Showing posts with label ogc simple features. Show all posts
Showing posts with label ogc simple features. Show all posts

Wednesday, August 8, 2007

PreparedGeometry - efficient batch spatial operations for JTS

A common usage pattern for JTS spatial operations (in particular, predicates such as intersects and contains, and overlay operations such as intersection and union) involves the operation being invoked between a single target geometry and a batch of test geometries. For instance, this occurs in queries in a spatial database such as PostGIS, where each geometry in the driving table interacts with a set of nearby geometries via the required operation. By taking advantage of the fact that the target geometry does not change, it is possible to significantly reduce the overall execution cost of the operation. Information such as an index on the line segments in the target geometry can be computed once and cached for reuse with all of the test geometries.

In order for this to work, the calling code must be able to indicate that the operation is being invoked in a batch setting. The standard JTS Geometry API doesn't allow differentiating this case, so the new concept of PreparedGeometry has been developed. (This name intentionally echoes the concept of prepared statement in SQL API's, which implements the same strategy.) Creating a PreparedGeometry on a target Geometry enables precomputation of various data structures, which then allows subsequent operations to be evaluated with maximum efficiency.

In addition to caching, it is also possible to optimize the evaluation of spatial predicates. Optimization takes the form of short-circuiting predicate evaluation when certain situations are detected.
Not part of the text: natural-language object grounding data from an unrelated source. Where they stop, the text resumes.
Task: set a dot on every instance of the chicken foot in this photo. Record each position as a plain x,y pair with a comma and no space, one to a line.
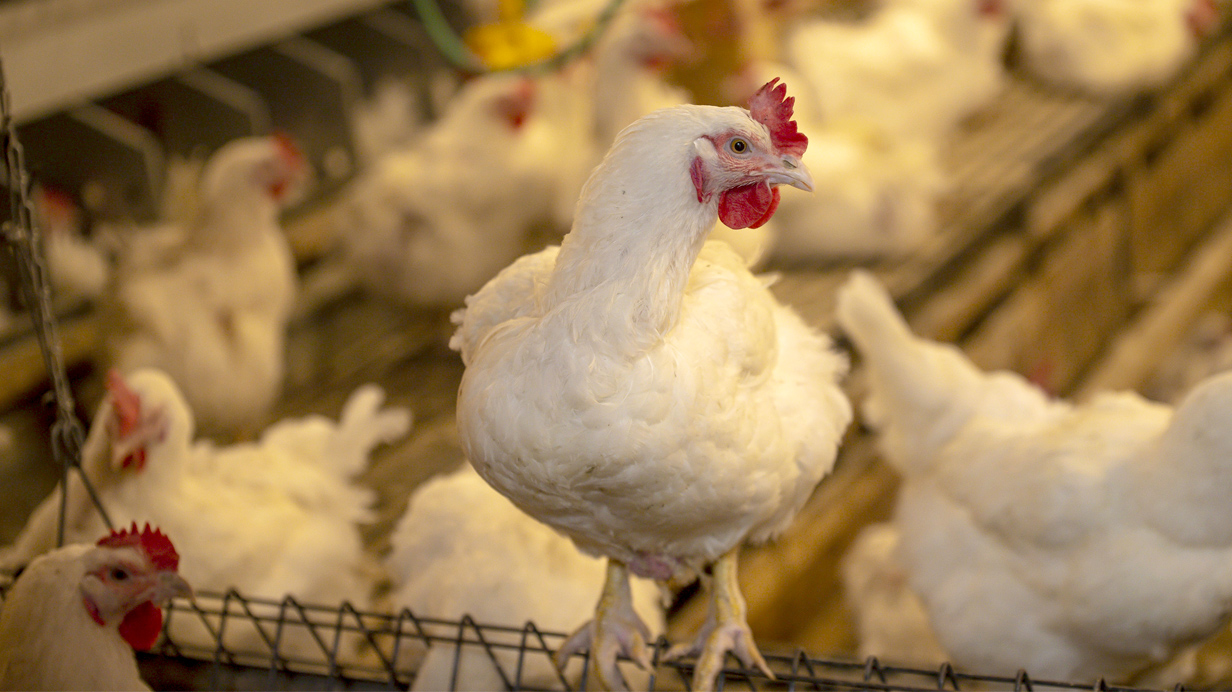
615,631
726,629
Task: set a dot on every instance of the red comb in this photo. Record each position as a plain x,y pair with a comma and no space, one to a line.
771,107
150,541
125,402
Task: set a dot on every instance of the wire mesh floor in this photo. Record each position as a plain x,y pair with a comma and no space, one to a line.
367,650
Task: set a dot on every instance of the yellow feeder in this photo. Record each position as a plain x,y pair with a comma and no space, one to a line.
510,42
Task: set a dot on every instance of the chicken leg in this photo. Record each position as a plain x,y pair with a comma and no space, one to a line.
616,629
726,629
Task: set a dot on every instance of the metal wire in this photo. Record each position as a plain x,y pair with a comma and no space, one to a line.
385,663
24,239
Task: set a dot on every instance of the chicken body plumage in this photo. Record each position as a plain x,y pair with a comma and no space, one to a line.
913,68
272,517
462,548
1072,541
213,312
642,392
1110,46
431,222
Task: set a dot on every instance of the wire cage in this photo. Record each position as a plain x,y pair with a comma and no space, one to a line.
392,647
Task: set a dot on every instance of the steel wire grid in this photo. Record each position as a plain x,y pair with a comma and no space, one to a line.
393,645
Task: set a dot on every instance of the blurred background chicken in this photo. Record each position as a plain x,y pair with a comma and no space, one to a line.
74,617
463,549
212,310
1077,542
274,517
875,195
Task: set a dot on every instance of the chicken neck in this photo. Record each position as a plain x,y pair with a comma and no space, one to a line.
635,238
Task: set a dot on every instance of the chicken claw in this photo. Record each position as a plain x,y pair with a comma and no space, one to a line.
615,631
726,629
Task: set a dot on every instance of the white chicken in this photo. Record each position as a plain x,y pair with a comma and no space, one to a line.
75,615
1204,351
213,315
79,270
462,548
1076,542
914,68
890,619
1110,47
640,390
275,517
431,223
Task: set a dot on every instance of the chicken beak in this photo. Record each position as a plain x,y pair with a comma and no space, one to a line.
790,171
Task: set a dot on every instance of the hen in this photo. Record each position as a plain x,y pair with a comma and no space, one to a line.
1076,542
75,615
914,68
1110,46
462,548
640,390
275,517
213,313
431,223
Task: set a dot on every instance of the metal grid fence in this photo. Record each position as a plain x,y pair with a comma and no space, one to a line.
392,647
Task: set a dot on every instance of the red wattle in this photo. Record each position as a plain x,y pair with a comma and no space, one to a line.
142,626
749,206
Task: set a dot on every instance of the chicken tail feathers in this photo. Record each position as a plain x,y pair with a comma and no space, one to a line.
364,425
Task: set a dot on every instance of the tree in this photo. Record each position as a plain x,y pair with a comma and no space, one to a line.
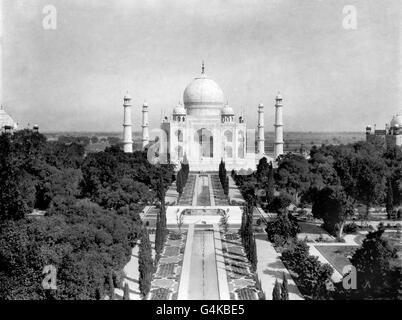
378,270
276,292
389,204
224,221
111,286
226,186
180,220
94,139
293,175
179,182
126,294
253,254
284,288
145,264
262,171
280,203
370,181
284,225
270,185
334,206
159,237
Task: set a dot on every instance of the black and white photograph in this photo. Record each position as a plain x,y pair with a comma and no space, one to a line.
200,150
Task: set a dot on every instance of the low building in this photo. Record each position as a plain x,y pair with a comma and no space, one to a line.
391,135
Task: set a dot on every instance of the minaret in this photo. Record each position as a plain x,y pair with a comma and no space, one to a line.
145,132
261,139
278,147
127,132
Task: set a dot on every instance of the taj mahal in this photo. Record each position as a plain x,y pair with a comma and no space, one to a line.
206,130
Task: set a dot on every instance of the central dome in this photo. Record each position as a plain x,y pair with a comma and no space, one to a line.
203,97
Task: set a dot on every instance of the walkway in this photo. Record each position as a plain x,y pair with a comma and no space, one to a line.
234,192
270,268
188,192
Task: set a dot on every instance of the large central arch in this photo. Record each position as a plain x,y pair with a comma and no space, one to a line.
205,140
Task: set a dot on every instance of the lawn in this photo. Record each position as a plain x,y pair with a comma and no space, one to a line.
337,256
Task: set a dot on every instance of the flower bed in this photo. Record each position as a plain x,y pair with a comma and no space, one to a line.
241,280
166,280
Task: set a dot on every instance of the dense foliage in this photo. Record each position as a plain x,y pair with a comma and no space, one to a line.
92,221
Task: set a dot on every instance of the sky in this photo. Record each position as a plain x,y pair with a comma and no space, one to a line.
74,78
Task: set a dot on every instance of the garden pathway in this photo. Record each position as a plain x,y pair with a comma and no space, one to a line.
270,268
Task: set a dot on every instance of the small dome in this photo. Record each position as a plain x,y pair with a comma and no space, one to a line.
179,110
6,120
227,111
396,121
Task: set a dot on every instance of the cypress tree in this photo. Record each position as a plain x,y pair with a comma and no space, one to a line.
145,264
111,286
284,288
226,189
179,182
389,206
276,293
270,185
253,254
158,237
126,295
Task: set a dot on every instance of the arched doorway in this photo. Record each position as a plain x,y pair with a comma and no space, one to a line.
205,142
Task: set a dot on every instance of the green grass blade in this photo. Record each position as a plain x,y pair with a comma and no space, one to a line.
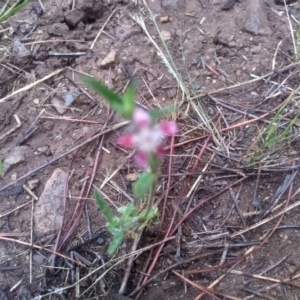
104,208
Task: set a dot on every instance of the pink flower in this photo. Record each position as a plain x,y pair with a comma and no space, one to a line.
147,137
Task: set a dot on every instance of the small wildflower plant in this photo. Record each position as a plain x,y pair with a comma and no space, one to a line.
147,138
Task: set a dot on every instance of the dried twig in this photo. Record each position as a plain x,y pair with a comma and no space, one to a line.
19,124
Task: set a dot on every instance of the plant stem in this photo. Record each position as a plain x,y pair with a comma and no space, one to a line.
150,199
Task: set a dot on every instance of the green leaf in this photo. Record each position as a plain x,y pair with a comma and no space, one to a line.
114,99
104,208
143,184
19,4
157,113
128,101
118,238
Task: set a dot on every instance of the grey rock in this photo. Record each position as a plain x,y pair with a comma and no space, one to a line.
73,17
255,20
58,29
109,61
48,214
43,149
173,4
15,157
20,52
59,105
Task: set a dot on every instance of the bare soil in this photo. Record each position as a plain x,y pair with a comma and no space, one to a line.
213,52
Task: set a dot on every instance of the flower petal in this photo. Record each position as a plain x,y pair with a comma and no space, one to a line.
160,151
126,140
168,128
141,118
141,159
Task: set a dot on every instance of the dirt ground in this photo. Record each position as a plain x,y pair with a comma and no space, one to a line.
237,75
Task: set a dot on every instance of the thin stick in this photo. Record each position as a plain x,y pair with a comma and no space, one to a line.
210,292
10,212
31,85
114,127
19,124
245,82
286,281
40,248
130,263
102,28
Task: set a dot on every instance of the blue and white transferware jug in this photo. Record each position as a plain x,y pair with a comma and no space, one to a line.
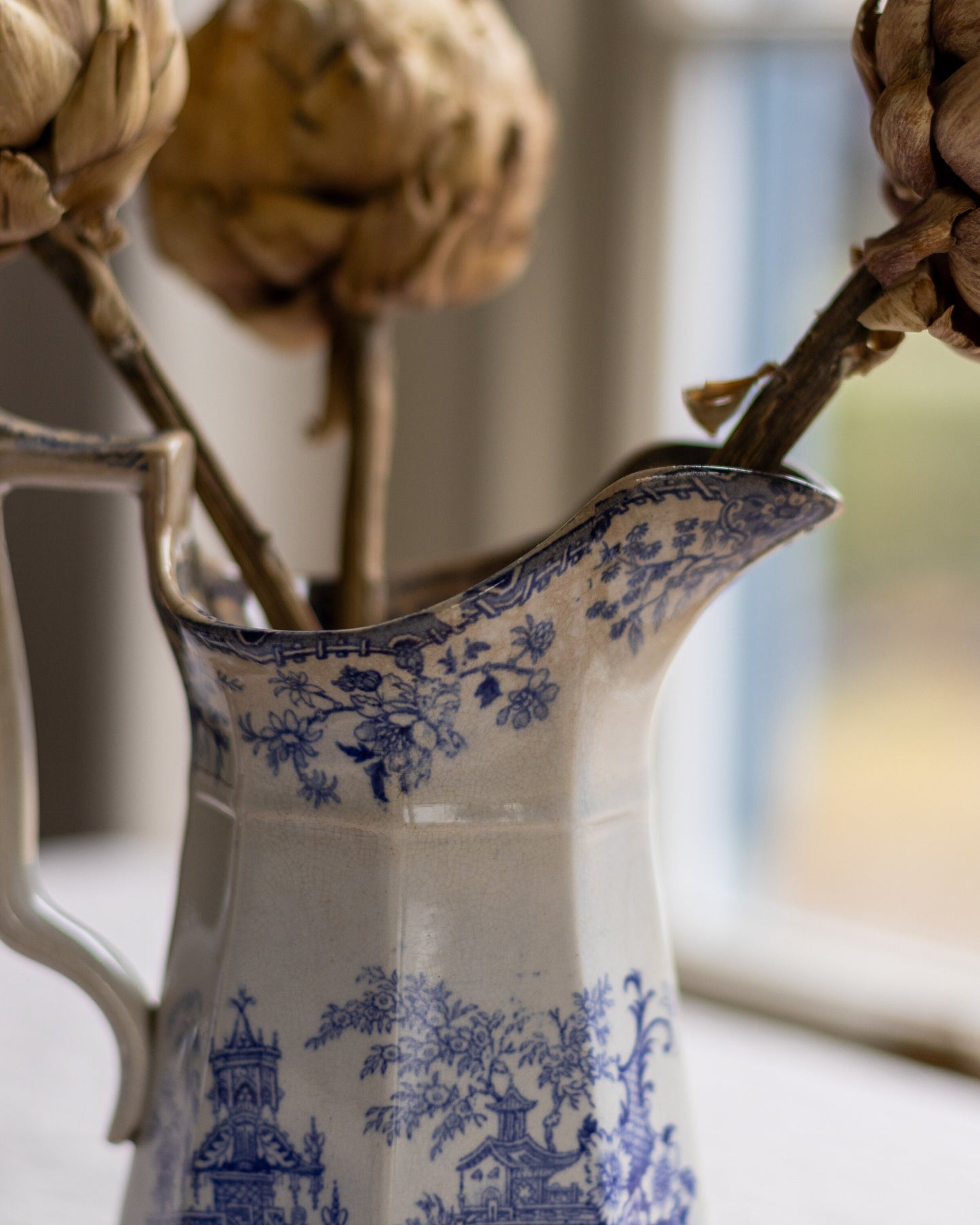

While not all OGC spatial predicates are amenable to optimization, fortunately the most commonly usd predicates, intersects and contains, can be optimized significantly. Examples of situations which can be optimized are:
  • For intersects, any intersection between line segments indicates a true result. If there is no intersection between any line segments of the operands, and the target geometry is polygonal, then one or more fast point-in-polygon tests can be performed to compute the result value.
  • Since it provides more information than intersects, the contains predicate is more complex to optimize. In the case where the target geometry is polygonal, evaluation can be short-circuited when the test geometry has no line segment intersection. In this case, containment can be tested by an appropriate set of point-in-polygon tests. It is also possible to short-circuit in some specific cases where a proper intersection is detected between two line segments. Both of these situations can be tested efficiently.
The performance gains from using PreparedGeometry in real-world situations can be dramatic - up to 40 times improvement in speed. This functionality will appear in the next release of JTS, and hopefully will make its way into GEOS and PostGIS as well.

Saturday, June 9, 2007

Quirks of the "Contains" Spatial Predicate

One of the most useful OGC standards is their specification of the Dimensionally-Extended 9 Intersection Model for spatial relationships. (To give credit where is it due, this was originally developed by Egenhofer, Clementini and others). In its most general form this model is quite complex, so to make it usable for mortal programmers, a set of commonly-useful "named predicates" have been specified. These include obvious relationships such as intersects, disjoint, touches, equals, and contains.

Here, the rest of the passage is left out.